Agudos – O Tribunal do Juri se reuniu em Agudos (13 quilômetros de Bauru) para julgar um crime bárbaro que chocou a população da cidade há mais de cinco anos na última sexta-feira. Na ocasião, a ajudante-geral Tatiane Pereira confessou ter colocado a filha recém-nascida dentro de vários sacos plásticos, que foram queimados dias depois numa fogueira feita por ela nos fundos de sua casa (leia mais abaixo). Após horas de julgamento, a mulher, hoje com 28 anos, foi condenada a 19 anos e 8 meses de prisão por homicídio duplamente qualificado e ocultação de cadáver.
A defesa de Tatiane queria que ela fosse julgada pelo crime de infanticídio, quando a mãe mata o próprio filho, durante o parto ou logo após ele, sob a influência do estado puerperal. A pena, nesses casos, varia de dois a seis anos de prisão. No entanto, os jurados entenderam que ela deveria ser julgada pelo crime de homicídio duplamente qualificado (cometido por motivo torpe e com emprego de meio cruel), crime cuja pena é maior, além da ocultação de cadáver.
Por maioria, o Tribunal do Juri decidiu que Tatiane deveria ser condenada a 19 anos e 8 meses de prisão pelo crime. Na opinião do promotor de Justiça João Henrique Ferreira, a pena foi “bem aplicada” e a Justiça foi feita em relação ao caso, que teve grande repercussão na época. O Jornal da Cidade não conseguiu localizar o advogado de defesa da acusada até o fechamento desta edição. No entanto, a reportagem foi informada de que ele deverá recorrer da sentença.
O crime
Após esconder a gravidez da família, amigos e vizinhos simulando estar com um mioma no útero, no dia 28 de abril de 2006, através de parto normal, Tatiane Pereira deu à luz uma menina no Hospital de Agudos. A criança chegou ao mundo pesando 3,250 quilos e foi batizada pela própria mãe como Vitória.
O marido, um operador de máquinas, na época com 28 anos, havia feito vasectomia há dois anos. Foi ele, inclusive, quem acionou uma ambulância para que a mulher, com fortes dores, fosse socorrida. Duas horas depois do parto, quando o rapaz ligou para ter notícias da esposa, foi informado sobre o nascimento do bebê.

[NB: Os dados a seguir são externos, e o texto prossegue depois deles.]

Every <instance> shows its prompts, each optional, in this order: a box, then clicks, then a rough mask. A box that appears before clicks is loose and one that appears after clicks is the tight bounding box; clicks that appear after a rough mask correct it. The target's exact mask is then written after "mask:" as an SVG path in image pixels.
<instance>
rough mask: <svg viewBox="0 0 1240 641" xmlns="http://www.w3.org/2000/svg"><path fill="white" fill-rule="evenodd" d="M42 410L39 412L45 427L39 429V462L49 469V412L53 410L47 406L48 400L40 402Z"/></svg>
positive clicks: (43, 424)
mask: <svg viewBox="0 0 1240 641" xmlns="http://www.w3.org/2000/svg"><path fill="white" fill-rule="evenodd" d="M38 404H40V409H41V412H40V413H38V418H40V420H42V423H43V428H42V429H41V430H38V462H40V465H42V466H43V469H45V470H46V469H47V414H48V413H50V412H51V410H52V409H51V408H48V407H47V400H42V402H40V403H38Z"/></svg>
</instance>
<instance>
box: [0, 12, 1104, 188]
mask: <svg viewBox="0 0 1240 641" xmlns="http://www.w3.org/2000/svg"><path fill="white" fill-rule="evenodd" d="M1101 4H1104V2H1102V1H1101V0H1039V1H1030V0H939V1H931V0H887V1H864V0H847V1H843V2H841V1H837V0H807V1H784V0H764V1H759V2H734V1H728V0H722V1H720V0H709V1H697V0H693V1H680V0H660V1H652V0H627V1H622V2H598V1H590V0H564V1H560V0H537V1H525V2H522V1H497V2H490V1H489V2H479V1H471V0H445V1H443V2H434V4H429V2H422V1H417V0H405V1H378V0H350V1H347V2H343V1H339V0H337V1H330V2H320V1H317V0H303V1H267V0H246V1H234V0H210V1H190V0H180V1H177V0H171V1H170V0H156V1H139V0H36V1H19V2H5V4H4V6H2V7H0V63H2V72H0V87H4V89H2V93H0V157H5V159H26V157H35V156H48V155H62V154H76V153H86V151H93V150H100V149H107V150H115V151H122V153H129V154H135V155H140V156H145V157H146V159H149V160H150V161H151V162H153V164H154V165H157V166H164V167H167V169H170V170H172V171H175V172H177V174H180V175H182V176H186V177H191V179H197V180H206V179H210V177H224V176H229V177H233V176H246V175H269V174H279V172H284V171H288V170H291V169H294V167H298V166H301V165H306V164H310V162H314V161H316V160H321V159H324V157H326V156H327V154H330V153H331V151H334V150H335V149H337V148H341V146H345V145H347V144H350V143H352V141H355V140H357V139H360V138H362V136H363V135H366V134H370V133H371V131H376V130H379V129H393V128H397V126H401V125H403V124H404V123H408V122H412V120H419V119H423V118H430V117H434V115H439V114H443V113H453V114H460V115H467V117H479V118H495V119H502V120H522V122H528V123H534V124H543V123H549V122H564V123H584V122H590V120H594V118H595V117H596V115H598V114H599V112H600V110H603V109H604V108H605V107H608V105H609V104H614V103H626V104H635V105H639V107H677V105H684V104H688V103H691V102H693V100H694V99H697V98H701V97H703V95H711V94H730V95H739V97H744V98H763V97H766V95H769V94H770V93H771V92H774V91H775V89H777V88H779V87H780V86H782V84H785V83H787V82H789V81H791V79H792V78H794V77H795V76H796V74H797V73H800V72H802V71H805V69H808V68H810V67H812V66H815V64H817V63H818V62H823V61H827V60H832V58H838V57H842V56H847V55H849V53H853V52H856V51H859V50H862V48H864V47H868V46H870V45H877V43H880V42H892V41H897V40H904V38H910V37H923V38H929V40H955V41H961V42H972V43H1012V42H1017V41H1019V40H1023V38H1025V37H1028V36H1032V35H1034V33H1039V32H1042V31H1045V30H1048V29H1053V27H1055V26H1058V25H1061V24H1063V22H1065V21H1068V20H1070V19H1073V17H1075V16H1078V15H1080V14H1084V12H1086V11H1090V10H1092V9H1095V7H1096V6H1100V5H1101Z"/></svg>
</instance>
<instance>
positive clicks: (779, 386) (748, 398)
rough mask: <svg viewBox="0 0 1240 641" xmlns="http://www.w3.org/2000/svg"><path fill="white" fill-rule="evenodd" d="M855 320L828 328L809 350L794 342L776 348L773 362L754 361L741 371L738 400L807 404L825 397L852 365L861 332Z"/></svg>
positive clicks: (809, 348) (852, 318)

No dia seguinte, ele tentou visitá-la, mas não pôde entrar por estar de bermuda. Antes de ter alta, no dia 30 de abril, Tatiane telefonou para o sogro para negar o parto e corrigir o suposto equívoco cometido pelo hospital. Depois de vestir a filha com roupas emprestadas pelo hospital, a mulher retornou para casa de ambulância.
Segundo apurado pelas investigações, ela entrou na residência, no Centro da cidade, pela porta dos fundos, amamentou a menina e, em seguida, colocou-a viva dentro de diversas sacolas plásticas, que foram penduradas num cômodo construído no quintal, distante do imóvel. Na ocasião, o marido e os dois filhos - de 7 e 5 anos - não estavam em casa.
Tatiane confessou à polícia que, dois dias depois, queimou os sacos plásticos numa fogueira acesa por ela no quintal da residência. O crime só veio à tona após uma vendedora autônoma ter questionado a acusada, que era sua cliente, sobre o bebê. Ela confirmou o fato, mas disse que a filha havia nascido com uma saúde muito frágil e estava prestes a morrer.
Desconfiada, a vendedora entrou em contato com o Conselho Tutelar do município, que obteve a confissão da mulher, na frente do seu marido, de que havia dado à luz a menina. Contudo, a ajudante-geral alegou que havia entregue a filha a um casal, por intermédio de uma mulher de Bauru.
A Polícia Civil foi acionada e localizou a suposta mulher, mas ela disse que não falava com a acusada há cerca de um ano. Após buscas na residência de Tatiane, os policiais localizaram no quintal dois ossos, provavelmente da coluna da recém-nascida. Com as provas, a mulher acabou confessando o crime.
O corpo de Vitória, parcialmente carbonizado - apenas o rosto e o tórax não foram queimados -, foi localizado no lixão de Agudos no dia 9 de maio. Tatiane foi presa em flagrante por ocultação de cadáver e infanticídio e levada à Cadeia Pública de Cabrália Paulista.